Calculating Poisson Probability for Car Rental Income

[thereddevils]

Homework Statement

A car rental shop has four cars to be rented out on a daily basis at $ 50 per car. The average daily demand for cars is four.

(1) Calculate the expected daily income received from the rentals

(2) If the shop wishes to have one more car, the additional cost incurred is $ 20 per day DEtermine whether the shop should buy another car for rental.

Homework Equations

The Attempt at a Solution

(1) X-p(4)

P(X=0)=0.0183
P(X=1)=0.07326
P(X=2)=0.1465
P(X=3)=0.195
P(X=4)=0.195

The expected number of cars rented out is about 1.73 so the expected income is

1.73 x $50= $ 86.6

But my answer is wrong.

 

[CompuChip]

Why do you stop calculating probabilities at 4... they hardly add up to the total of 1, so you are using an incomplete distribution here.

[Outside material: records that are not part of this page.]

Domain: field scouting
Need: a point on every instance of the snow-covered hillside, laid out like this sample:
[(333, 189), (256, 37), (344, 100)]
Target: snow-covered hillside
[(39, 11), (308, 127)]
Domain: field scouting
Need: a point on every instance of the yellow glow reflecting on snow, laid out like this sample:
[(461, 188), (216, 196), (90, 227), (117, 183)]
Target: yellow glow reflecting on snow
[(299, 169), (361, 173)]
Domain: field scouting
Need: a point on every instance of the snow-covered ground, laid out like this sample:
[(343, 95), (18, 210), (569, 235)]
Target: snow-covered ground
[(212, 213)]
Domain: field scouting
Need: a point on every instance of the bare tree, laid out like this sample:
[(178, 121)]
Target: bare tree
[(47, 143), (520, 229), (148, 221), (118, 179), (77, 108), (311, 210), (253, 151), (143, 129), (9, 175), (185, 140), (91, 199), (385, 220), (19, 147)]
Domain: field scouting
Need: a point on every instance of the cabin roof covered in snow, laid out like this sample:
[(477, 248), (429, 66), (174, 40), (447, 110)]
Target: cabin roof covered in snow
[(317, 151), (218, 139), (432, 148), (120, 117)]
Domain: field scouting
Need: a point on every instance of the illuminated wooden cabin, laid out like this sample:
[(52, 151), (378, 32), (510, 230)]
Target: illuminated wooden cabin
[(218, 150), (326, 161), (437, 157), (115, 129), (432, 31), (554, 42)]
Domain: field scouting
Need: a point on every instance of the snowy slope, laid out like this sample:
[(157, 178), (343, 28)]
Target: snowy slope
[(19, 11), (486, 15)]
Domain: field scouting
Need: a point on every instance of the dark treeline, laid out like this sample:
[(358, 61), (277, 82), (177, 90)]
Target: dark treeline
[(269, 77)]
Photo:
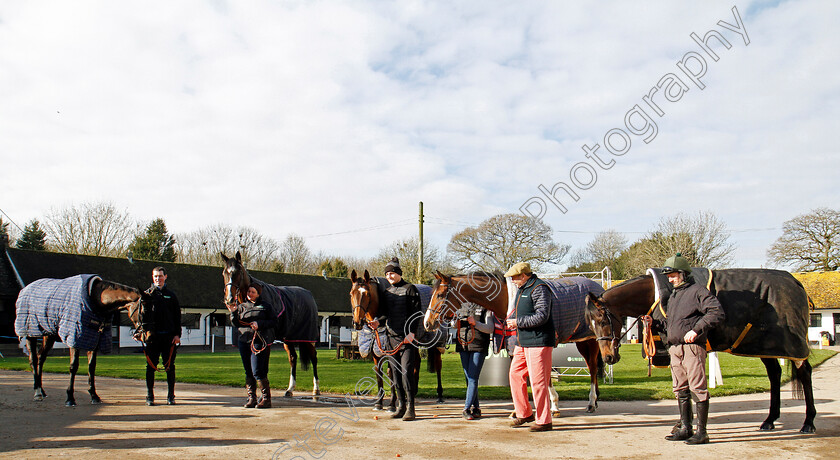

I'm not really into Poisson distributions, but if the average is 4, isn't the answer simply 4 x $50 as it would with a binomial distribution?

 

[thereddevils]

Why do you stop calculating probabilities at 4... they hardly add up to the total of 1, so you are using an incomplete distribution here.

I'm not really into Poisson distributions, but if the average is 4, isn't the answer simply 4 x $50 as it would with a binomial distribution?

thanks Compuchip, i figured that out. I calculated P(X=4) instead of P(X>=4), that's why the probabilities do not add up to 1.